Applies to: Exchange Server 2007 SP1, Exchange Server 2007
Topic Last Modified: 2007-08-13

This topic describes how to troubleshoot the Microsoft Exchange System Attendant when it does not start. If the Microsoft Exchange System Attendant does not start, the other Exchange services do not start. To help determine the cause of this problem, you can use the Exchange Management Shell to run diagnostic logging on the Microsoft Exchange System Attendant.

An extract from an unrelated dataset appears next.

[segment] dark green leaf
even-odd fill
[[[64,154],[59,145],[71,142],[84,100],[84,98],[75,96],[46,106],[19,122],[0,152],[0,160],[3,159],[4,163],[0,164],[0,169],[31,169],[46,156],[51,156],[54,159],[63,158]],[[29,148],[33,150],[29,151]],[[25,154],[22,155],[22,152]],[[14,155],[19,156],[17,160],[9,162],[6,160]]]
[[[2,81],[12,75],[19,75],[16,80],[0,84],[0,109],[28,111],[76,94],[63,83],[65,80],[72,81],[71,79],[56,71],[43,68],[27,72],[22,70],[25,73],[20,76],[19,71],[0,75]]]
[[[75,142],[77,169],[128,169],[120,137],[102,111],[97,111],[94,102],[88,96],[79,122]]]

By increasing the logging level, Exchange  will generate additional events in the event log which will assist you with determining the root cause of the System Attendant's failure to start.

Before You Begin

To perform the following procedure, the account you use must be delegated membership in the local Administrator group. For more information about permissions, delegating roles, and the rights that are required to administer Exchange 2007, see Permission Considerations.


To use the Exchange Management Shell to change the logging level for the Exchange System Attendant process

  1. Start the Exchange Management Shell.

  2. Type the following command:

    Copy Code
    Set-EventLogLevel -Identity "ServerName\MSExchangeSA\NSPI Proxy" -Level High
    You can increase diagnostic logging for the following subcomponents:


    MSExchangeSA\Clean Mailbox

    MSExchangeSA\NSPI Proxy

    MSExchangeSA\RFR Interface

    MSExchangeSA\OAL Generator

    MSExchangeSA\Proxy Generation

    MSExchangeSA\RPC Calls

    MSExchangeSA\RPC-HTTP Management
    We recommend that you set the logging level back to the default level after you complete your troubleshooting activities.

For More Information

For a list of the Exchange 2007 processes for which logging levels are configurable, see Processes with Configurable Event Logging Levels.